日本のすがた・かたち
江戸時代中期に書かれた秘伝書数冊、大判の図面十数枚が眼の前にあります。
日頃、木の建築を設計する際に傍で対話をしてくれている伴侶です。
和紙に手書きの折本になった秘伝書(木割書・きわりしょ)は、美しい建物を造るために先人が苦心をしてまとめたものです。
木割りは建築部材の寸法を比例按分で定めたもので、歴史は飛鳥時代まで遡ぼり、室町時代に纏められ代々の秘伝とされ今日に遺されてきたものです。
我が国の代表的な木造建築にはこの木割が多用され、独自の様式美を伝えるものです。
先人が美しさを追求してきた結果の技法を用いると、調和のとれる各部材寸法が抽出され、私には大変参考になっているものです。

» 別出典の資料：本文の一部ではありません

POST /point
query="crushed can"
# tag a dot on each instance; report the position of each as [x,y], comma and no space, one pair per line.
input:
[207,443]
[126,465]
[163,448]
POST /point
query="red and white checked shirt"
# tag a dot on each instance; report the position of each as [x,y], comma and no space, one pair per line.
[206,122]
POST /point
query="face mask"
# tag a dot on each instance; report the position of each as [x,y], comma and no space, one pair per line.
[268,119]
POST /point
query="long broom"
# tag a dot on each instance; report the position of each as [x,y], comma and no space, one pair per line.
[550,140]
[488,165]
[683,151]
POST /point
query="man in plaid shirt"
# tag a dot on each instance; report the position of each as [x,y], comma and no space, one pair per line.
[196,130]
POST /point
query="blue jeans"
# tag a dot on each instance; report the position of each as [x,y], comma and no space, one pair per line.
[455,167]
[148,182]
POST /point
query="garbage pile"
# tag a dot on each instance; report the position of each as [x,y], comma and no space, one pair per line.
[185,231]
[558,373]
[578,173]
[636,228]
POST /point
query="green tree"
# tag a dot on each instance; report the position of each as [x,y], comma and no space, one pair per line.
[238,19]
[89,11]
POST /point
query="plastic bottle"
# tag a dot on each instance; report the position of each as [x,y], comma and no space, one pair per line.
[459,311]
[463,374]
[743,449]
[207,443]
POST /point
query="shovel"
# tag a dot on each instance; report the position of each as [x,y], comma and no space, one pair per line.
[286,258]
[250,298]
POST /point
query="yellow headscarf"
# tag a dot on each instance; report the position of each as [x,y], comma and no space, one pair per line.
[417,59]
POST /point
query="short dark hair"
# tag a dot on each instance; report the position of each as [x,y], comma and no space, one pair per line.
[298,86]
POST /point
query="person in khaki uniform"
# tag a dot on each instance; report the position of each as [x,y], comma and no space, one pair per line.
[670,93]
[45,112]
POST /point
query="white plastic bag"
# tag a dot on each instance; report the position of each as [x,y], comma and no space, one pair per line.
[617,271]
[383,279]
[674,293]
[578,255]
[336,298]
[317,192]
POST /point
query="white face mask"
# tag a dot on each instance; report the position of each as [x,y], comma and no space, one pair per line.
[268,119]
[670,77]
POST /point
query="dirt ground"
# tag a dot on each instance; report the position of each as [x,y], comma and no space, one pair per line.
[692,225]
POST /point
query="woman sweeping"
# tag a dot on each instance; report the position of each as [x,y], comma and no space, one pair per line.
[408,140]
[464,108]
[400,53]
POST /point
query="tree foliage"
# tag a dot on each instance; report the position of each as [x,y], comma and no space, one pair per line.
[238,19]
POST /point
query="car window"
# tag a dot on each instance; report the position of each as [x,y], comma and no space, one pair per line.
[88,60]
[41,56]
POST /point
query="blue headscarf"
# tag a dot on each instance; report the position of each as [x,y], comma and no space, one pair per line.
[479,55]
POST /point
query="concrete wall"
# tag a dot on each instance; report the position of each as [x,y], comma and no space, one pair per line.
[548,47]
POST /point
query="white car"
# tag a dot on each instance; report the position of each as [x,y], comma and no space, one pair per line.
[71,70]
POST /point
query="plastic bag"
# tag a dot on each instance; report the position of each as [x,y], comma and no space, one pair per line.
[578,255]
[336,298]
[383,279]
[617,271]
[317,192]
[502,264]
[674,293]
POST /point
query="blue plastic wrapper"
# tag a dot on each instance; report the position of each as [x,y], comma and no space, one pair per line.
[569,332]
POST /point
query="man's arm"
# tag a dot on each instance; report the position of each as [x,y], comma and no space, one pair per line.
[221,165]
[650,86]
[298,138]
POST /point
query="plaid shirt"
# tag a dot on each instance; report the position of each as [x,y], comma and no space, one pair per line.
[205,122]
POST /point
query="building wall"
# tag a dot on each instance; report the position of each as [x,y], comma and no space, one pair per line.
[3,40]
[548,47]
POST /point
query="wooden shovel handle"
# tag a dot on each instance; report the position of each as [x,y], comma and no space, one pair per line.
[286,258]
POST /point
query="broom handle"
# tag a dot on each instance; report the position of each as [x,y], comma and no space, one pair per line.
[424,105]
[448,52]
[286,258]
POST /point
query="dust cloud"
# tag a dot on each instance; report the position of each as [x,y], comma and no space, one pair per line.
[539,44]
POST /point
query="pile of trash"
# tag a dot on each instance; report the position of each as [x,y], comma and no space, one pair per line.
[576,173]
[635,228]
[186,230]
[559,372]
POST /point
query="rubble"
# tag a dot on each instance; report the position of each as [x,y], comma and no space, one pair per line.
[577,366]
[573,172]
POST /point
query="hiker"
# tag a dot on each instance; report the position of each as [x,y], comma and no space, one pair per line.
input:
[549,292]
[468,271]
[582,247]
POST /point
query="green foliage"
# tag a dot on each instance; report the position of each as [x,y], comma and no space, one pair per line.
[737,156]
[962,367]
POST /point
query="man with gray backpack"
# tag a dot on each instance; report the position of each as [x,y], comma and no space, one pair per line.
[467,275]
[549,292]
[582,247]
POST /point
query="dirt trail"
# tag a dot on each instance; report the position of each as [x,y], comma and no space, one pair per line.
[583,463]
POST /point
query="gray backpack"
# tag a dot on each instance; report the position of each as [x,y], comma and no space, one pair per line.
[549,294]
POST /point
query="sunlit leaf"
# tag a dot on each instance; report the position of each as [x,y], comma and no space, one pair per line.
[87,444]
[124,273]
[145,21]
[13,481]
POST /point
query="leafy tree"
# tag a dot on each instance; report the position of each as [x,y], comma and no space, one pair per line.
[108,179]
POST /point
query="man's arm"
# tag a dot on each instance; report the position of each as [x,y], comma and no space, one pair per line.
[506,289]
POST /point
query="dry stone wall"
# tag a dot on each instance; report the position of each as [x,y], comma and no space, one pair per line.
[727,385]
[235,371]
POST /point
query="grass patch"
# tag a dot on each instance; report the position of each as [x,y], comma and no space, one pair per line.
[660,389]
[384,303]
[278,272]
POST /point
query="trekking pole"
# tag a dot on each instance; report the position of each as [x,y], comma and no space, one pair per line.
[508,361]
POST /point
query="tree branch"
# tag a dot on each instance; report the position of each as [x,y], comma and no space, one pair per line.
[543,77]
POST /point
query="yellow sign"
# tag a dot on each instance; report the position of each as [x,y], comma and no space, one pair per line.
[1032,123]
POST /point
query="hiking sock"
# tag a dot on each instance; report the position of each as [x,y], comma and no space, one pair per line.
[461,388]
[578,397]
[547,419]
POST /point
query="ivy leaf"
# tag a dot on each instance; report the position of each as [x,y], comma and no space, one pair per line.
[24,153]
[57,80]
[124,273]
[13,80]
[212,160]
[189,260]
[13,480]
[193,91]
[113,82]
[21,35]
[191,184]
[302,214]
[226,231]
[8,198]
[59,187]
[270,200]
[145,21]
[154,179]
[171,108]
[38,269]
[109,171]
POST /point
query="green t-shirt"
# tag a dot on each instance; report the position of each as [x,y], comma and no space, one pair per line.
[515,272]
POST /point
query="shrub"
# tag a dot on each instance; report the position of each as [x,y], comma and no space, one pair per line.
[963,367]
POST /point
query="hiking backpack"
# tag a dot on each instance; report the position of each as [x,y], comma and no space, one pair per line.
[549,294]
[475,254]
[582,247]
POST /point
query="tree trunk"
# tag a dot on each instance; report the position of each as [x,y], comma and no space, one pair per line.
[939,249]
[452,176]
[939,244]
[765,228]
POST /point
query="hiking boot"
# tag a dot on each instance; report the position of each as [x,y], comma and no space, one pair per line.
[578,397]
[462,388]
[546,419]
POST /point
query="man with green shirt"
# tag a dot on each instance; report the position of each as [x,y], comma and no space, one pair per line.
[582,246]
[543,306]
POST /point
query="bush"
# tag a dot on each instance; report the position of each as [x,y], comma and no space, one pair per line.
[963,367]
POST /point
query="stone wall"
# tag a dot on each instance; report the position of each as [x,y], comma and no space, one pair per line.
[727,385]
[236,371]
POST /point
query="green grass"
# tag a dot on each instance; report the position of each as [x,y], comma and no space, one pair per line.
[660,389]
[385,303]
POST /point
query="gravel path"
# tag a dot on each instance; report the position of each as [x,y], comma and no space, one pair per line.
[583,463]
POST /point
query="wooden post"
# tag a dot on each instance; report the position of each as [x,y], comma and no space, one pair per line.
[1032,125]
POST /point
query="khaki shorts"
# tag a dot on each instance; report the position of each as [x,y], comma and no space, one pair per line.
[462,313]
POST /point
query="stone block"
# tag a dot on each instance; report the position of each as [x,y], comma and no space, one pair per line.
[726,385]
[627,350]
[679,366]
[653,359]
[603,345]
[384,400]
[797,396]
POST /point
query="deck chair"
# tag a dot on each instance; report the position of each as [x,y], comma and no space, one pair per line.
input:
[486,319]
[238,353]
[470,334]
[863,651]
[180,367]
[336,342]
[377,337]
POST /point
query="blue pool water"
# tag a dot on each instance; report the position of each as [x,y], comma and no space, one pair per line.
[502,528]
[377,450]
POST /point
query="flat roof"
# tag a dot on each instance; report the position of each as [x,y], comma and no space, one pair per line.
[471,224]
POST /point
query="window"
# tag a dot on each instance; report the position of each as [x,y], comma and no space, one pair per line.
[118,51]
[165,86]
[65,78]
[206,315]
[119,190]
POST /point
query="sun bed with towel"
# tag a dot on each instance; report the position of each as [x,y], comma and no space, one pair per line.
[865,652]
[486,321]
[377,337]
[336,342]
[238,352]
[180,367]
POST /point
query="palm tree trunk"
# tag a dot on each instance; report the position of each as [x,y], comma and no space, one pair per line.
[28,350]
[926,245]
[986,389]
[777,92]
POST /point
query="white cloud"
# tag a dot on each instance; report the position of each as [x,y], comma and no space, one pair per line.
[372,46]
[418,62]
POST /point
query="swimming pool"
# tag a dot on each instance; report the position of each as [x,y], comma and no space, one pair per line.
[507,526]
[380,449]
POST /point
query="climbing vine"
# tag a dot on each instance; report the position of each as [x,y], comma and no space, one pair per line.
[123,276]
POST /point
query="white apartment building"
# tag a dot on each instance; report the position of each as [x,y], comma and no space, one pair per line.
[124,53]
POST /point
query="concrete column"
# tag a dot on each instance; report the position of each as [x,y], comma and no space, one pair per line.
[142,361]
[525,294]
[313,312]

和紙を貼り足し、墨で描いてある線や文字は説得力に富み、デジタルの危うさとはまったく逆な存在感を放っています。私の周りで信頼に足る最たる資料といえます。
もう30年以上、この秘伝書を和紙に写しては、図面に語りかけ、幾つものヒントを得てきました。
手書きのためか、書いた棟梁たちとの問答をしているような錯覚にさえ陥る時もありました。
現在、私はこの秘伝書の現代版の作成に取り組んでいます。
内容は、先祖が縄文時代から造り続けてきた木の建築の造り方教本となることを目指すもので、私が40年間に学び、教えられ、実践してきた建築の造営の仕方の記録です。
3年前から取り組んでいる、「三島御寮」造営計画の基本設計がそれにあたりますが、どのような構想に基づいて設計をしたか、そのすがた・かたちは何か。また、どのように材料を調達し、どのように考え造っていけば完成するのか、などの仕様を記述し、後々の志ある人たちの参考にしてもらえることを目標としています。
先人は有史以前から生活を営み、雨露をしのぐために住まいを造ってきました。
その何万年という蓄積が今日に至っているものです。
生活の仕方や風俗、風習は時代の変化によって変わって行くものですが、後の時代に遺せるような建造物を造ることは、いつの世も変わらない思いのようです。
時が激変して残らないデジタルの速度と真逆のような造営計画ですが、先人のお蔭で今日残っている古き良き木の建築造営が、自然界のリズムに沿った営みの一環であるとの確信するものです。
すべては、穏やかで美しい生活をするための装置造りで、それが、先祖が伝えてきた大切な遺言であると、眼の前の秘伝書を見て新たな思いに駆られています。
三島御寮造営の準備を担う新会社も設立して頂き、自身の様々な身辺整理もほぼ終わり、いよいよ集中して設計に取り組めそうな環境が整ってきました。
私が信じられるのは情報ではなくて、手でものを生み出してきた人たちです。
日本人の優れた記憶を伝えてきた先人に倣い、自分もその一員になりたいと思う一念です。